Deir el Medina é o nome da vila onde viveram os trabalhadores que construíram e decoraram as tumbas dos faraós, dos seus familiares e da nobreza, em um período brilhante do Egito Antigo: o novo reino.
Tutmés I, o terceiro faraó da XVIII dinastia, foi provavelmente o fundador dessa povoação, criada em cerca de 1540 a.c., para abrigar os trabalhadores das necrópoles tebanas e suas famílias. A escolha do local para a tumba desse faraó determinou o lugar para a habitação dos artesãos de alto nível que iriam construí-la.
Deir el Medina durou cerca de 450 anos, o que abarca o período da XIX e da XX dinastia. Do período de Ramsés III, no início da XX dinastia, cerca de 1198 a.C., resta-nos um censo, o qual revelou a presença de 120 lares e de mais ou menos 1200 habitantes na vila.
Poucos sítios arqueológicos do Egito faraônico permitem uma evocação visual tão clara, na atualidade, e legaram registros tão minuciosos da vida desses grupos humanos, quando a vila de Deir el Medina. Os artesãos ligados à tumba recebiam o título de sm-rs m st mert literalmente “servidores na Sede da Verdade”. A expressão indica, segundo Cerny, que os dedicados à tumba dependiam do faraó e faz supor um núcleo com atribuições religiosas de caráter funerário, próprio aos indivíduos que tinham por função o culto dos mortos.

Se por um lado, o título “Servidores na Sede da Verdade”, conferiu a esses obreiros um caráter de seres especiais; de outro, instigou a curiosidade sobre os aspectos humanos e rotineiros de suas vidas. Os antigos egípcios criaram apenas seis palavras para exprimir os principais laços de parentesco: pai, mãe, irmão, irmã, filho e filha; para os demais usavam expressões compostas, como por exemplo, o primo é “o filho da irmã de seu pai”. Tanto um amigo ,como um irmão de sangue, de uma pessoa ou um adotado, podia ser referido como “irmão”. A adoção legalizada era prática corriqueira. Casos particularmente interessantes são as adoções , pelos escribas das tumbas, dos discípulos prediletos, os quais passavam a referir, nos documentos seus dois pais.
É natural uma confusão na identificação dos parentescos, resultante do costume de referir os próprios filhos da mesma forma que os adotados e os filhos de apenas um dos cônjuges, bem como o de denominar igualmente os irmãos de sangue e os cunhados. Ocasionalmente, ainda, aparecem termos que designam os filhos dos filhos: os netos; mas tais relações entre as crianças, os pais e os avós raramente ficam bem evidenciadas. Outro grave problema na identificação dos laços familiares é que, tal como os egípcios modernos, os antigos costumavam perpetuar, através dos filhos, os nomes dos próprios pais e avôs.

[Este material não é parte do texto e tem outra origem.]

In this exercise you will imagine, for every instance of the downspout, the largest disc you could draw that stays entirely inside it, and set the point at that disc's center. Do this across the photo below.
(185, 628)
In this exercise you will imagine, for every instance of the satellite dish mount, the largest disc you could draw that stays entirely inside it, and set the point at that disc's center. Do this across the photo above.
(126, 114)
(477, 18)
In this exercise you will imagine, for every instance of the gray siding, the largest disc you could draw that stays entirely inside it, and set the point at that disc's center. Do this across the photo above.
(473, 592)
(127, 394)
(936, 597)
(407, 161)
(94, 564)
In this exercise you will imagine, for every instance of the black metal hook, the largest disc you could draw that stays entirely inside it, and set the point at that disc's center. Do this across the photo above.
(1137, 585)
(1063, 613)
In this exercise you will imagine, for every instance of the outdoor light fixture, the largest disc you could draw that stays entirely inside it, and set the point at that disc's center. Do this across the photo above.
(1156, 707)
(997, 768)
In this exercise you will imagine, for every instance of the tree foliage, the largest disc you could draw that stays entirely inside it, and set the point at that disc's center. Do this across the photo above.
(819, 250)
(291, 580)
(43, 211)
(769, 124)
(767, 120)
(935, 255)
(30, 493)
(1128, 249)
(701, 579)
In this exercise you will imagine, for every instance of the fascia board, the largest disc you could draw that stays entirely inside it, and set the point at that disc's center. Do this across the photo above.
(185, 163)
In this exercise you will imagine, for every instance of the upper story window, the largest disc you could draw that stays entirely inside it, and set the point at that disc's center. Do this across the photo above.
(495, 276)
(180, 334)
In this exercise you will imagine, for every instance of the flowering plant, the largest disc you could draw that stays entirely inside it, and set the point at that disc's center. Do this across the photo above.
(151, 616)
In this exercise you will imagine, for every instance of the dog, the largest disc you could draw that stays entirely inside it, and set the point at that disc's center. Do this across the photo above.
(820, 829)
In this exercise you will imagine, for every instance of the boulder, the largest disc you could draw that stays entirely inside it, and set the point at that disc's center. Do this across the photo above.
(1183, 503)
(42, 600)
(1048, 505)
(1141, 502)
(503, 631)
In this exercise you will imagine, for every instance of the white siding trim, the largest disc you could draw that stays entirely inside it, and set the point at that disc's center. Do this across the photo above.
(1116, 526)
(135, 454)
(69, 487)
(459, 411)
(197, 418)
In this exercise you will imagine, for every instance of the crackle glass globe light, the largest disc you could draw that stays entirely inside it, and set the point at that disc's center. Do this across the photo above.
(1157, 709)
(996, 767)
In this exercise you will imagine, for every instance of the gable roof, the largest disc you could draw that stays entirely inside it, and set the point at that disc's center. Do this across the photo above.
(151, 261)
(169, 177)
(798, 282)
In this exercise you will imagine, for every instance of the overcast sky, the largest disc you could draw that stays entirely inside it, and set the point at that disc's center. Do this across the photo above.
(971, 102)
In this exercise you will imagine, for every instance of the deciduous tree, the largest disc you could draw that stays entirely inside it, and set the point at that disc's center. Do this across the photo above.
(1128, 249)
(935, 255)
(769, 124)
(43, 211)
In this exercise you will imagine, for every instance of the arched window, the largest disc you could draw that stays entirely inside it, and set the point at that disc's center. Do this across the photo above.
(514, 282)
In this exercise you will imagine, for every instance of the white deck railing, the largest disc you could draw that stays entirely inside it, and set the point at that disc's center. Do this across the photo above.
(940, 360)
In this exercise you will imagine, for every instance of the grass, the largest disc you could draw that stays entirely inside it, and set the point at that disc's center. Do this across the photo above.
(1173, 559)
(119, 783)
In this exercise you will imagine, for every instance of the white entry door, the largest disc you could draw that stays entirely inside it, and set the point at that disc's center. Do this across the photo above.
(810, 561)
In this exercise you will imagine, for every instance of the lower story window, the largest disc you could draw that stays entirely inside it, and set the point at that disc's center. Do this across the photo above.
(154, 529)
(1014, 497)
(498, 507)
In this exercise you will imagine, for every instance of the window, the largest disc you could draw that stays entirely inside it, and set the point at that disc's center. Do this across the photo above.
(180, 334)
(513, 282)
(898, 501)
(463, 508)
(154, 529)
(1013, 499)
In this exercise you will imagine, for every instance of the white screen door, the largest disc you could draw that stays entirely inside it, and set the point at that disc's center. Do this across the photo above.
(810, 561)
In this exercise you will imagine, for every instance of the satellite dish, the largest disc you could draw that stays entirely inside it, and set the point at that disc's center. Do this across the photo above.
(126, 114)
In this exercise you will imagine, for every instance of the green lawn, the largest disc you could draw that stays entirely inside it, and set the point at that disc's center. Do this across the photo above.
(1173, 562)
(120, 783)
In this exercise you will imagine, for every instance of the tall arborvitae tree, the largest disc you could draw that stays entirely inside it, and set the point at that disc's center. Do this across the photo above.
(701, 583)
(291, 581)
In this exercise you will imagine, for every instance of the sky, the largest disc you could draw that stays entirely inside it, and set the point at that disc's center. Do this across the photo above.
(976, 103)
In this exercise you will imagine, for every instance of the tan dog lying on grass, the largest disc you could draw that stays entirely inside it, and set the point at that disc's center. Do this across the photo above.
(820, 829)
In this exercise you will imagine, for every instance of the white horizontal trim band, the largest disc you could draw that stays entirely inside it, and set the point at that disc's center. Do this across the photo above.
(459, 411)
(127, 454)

Ao longo de 400 anos, em uma comunidade pequena como Deir el Medina, ocorre uma confusão de homofonia, principalmente pelo grande número de casamentos entre primos. Isso possibilita que o nome comum em uma família se torne comum em várias outras. Especialmente problemáticos, em Deir el Medina, eram os nomes Houy, Hay, Menna, Pashed, Amennakht, Amonhotep, Hathor, Isis, Iy e Hel.
Nesses aspectos privados, os habitantes de Deir el Medina ouviam os vizinhos e viam as cenas de rua, diárias, dos telhados de suas casas. Eles se comunicavam, por cartas, com amigos e pessoas de fora da vila, e pediam coisas que faltavam, principalmente de cunho material. Nas suas habitações, eles amavam, criavam os filhos e desentendiam-se entre os próprios familiares.
As informações que deixaram essas famílias de artesãos remetem-nos a um egípcio antigo bem diferente daquele que a historiografia tradicional e a iconografia nos falavam. Eles revelam gente como a gente, cúmplices da natureza e dos deuses e, nesse sentido, mais diplomatas do que nós.